There is strong evidence that robustness in human and robotic grasping can be achieved through the deliberate exploitation of contact with the environment. In contrast to this, traditional grasp planners generally disregard the opportunity to interact with the environment during grasping. In this paper, we propose a novel view of grasp planning that centers on the exploitation of environmental contact. In this view, grasps are sequences of constraint exploitations, i. e. consecutive motions constrained by features in the environment, ending in a grasp. To be able to generate such grasp plans, it becomes necessary to consider planning, perception, and control as tightly integrated components. As a result, each of these components can be simplified while still yielding reliable grasping performance. We propose a first implementation of a grasp planner based on this view and demonstrate in real-world experiments the robustness and versatility of the resulting grasp plans.

IROS Conference 2013 Conference Paper

Grasping unknown objects by exploiting shape adaptability and environmental constraints

  • Clemens Eppner
  • Oliver Brock

In grasping, shape adaptation between hand and object has a major influence on grasp success. In this paper, we present an approach to grasping unknown objects that explicitly considers the effect of shape adaptability to simplify perception. Shape adaptation also occurs between the hand and the environment, for example, when fingers slide across the surface of the table to pick up a small object. Our approach to grasping also considers environmental shape adaptability to select grasps with high probability of success. We validate the proposed shape-adaptability-aware grasping approach in 880 real-world grasping trials with 30 objects. Our experiments show that the explicit consideration of shape adaptability of the hand leads to robust grasping of unknown objects. Simple perception suffices to achieve this robust grasping behavior.

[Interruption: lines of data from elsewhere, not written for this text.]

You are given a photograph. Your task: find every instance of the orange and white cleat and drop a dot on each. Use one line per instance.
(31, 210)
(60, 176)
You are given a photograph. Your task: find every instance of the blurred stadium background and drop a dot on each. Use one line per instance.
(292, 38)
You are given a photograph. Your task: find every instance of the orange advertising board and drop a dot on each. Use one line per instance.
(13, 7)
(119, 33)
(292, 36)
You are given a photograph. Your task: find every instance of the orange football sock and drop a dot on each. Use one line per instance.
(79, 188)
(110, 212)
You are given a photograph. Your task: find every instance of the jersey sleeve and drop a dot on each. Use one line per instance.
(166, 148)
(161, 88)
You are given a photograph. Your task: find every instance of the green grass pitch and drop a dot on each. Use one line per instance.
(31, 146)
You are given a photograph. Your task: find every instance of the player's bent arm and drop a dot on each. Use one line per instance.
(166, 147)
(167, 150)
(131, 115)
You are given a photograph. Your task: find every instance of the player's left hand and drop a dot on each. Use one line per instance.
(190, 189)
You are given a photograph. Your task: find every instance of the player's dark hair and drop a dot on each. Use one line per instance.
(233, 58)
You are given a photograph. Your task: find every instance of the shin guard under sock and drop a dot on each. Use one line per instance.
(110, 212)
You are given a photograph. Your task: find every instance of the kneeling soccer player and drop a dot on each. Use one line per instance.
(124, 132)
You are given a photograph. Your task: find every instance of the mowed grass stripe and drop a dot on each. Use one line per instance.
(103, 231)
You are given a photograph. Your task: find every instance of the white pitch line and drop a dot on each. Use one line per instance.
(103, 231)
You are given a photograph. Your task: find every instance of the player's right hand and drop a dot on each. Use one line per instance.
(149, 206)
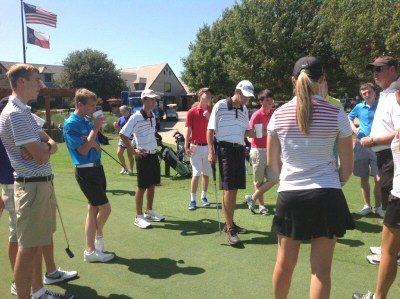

ICRA Conference 2009 Conference Paper

Imitation learning with generalized task descriptions

  • Clemens Eppner
  • Jürgen Sturm
  • Maren Bennewitz
  • Cyrill Stachniss
  • Wolfram Burgard

In this paper, we present an approach that allows a robot to observe, generalize, and reproduce tasks observed from multiple demonstrations. Motion capture data is recorded in which a human instructor manipulates a set of objects. In our approach, we learn relations between body parts of the demonstrator and objects in the scene. These relations result in a generalized task description. The problem of learning and reproducing human actions is formulated using a dynamic Bayesian network (DBN). The posteriors corresponding to the nodes of the DBN are estimated by observing objects in the scene and body parts of the demonstrator. To reproduce a task, we seek for the maximum-likelihood action sequence according to the DBN. We additionally show how further constraints can be incorporated online, for example, to robustly deal with unforeseen obstacles. Experiments carried out with a real 6-DoF robotic manipulator as well as in simulation show that our approach enables a robot to reproduce a task carried out by a human demonstrator. Our approach yields a high degree of generalization illustrated by performing a pick-and-place and a whiteboard cleaning task.